My final practical project was due in August and the ongoing pandemic meant returning to the drawing board of ideas that needn’t rely on in-person journalistic activities. It became my creative exercise, so to speak.  


Fortunately, I had to master a few layers of creativity to unlock in my project, starting with coding, webpage design, interviews, long-form journalism, data analysis and visualisations, and editing. The biggest challenge for me was the restriction on filming and photography — as a people-centric storyteller without these content, the story was only half-told.

I was spending more time browsing Instagram and Facebook out of desperation for connection and distractions. In the course of my scrolling escapades, I noticed a surge of creative activities and events popping up on my timeline. Celebrity chefs were hosting live cook-alongs, art studios were announcing Zoom art classes, knits and crochets were in, and sourdough art was trending. Although face-to-face art was cancelled, it was well and alive in the digital world and it was healing those in isolation. 


That realisation was my a-ha! moment. I saw the connection between creativity and mental health, made possible by makers and creatives who pivoted in-person offerings to a digital setup. Covid-19 brought upon an art evolution that I wanted to document. 

To verify these observations, I reached out to industry authorities for comments on how the pandemic mobilised art practitioners, their businesses, and mental healthcare. Victoria Hume, the director of The Culture, Health & Wellbeing Alliance, remarked that practitioners big and small were swiftly responding to their community’s needs, be it through art packs, working by phone or post, driven by the energy and imagination to make art accessible.

In a survey of artists between April-May 2020 that Hume shared, 87% of respondents felt that innovation (new ways of working) was in great need of improvement in the arts sector.  Despite the technological setback, creatives dipped their feet into virtual platforms like Instagram and Zoom to build community and deliver engaging online experiences. Art has the power to heal lockdown loneliness, anxiety and depression: this drove practitioners of all sizes to embrace the digital space. 

The UK’s largest Covid-19 study led by Prof Daisy Fancourt revealed that nine out of 10 adults were making art, and 22% or adults were doing more art than before. “The arts is something that could provide important mental health support here (during the pandemic),” she observed. Lockdown caused 20% of adults to rank their happiness levels at the lowest in March and April, compared to 8.36% in 2019, an ONS UK survey disclosed.

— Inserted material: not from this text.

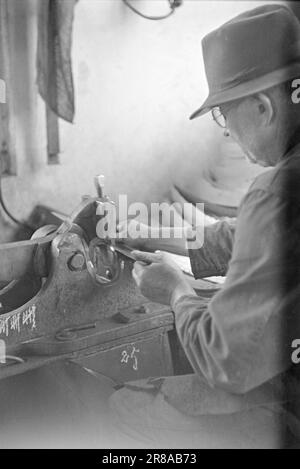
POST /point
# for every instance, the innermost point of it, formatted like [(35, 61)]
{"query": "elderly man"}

To find out how society was coping, I poked around on Instagram and found the trending tags of #Quarantinecooking, #Isolationcreation, and #artathome. 

The best part of my project was interviewing five creative practitioners who were instrumental to these social media movements. I set up Zoom video calls with London Drawing Group, When Still Waters Speak, Puff Bakery, Masterpeace and Beder. They each shared about finding their digital footing, creating digital projects, events and syllabuses, and growing communities “beyond zone one” (as Nicola Lamb of Puff Bakery described) to the farthest corners of the world. I took snippets of my Zoom recordings, stitched with screenshots from their social media and created mini documentaries for each story. I may not have spent a day getting to know them in person, but these limitations taught me to work with what I had.  

Compassion and innovation of the creative industry has been instrumental to its revitalisation amidst the chaos. Art has open our minds and imaginations, making it one of the underrated caretakers that I’ve learned to value, in the course of my MA project.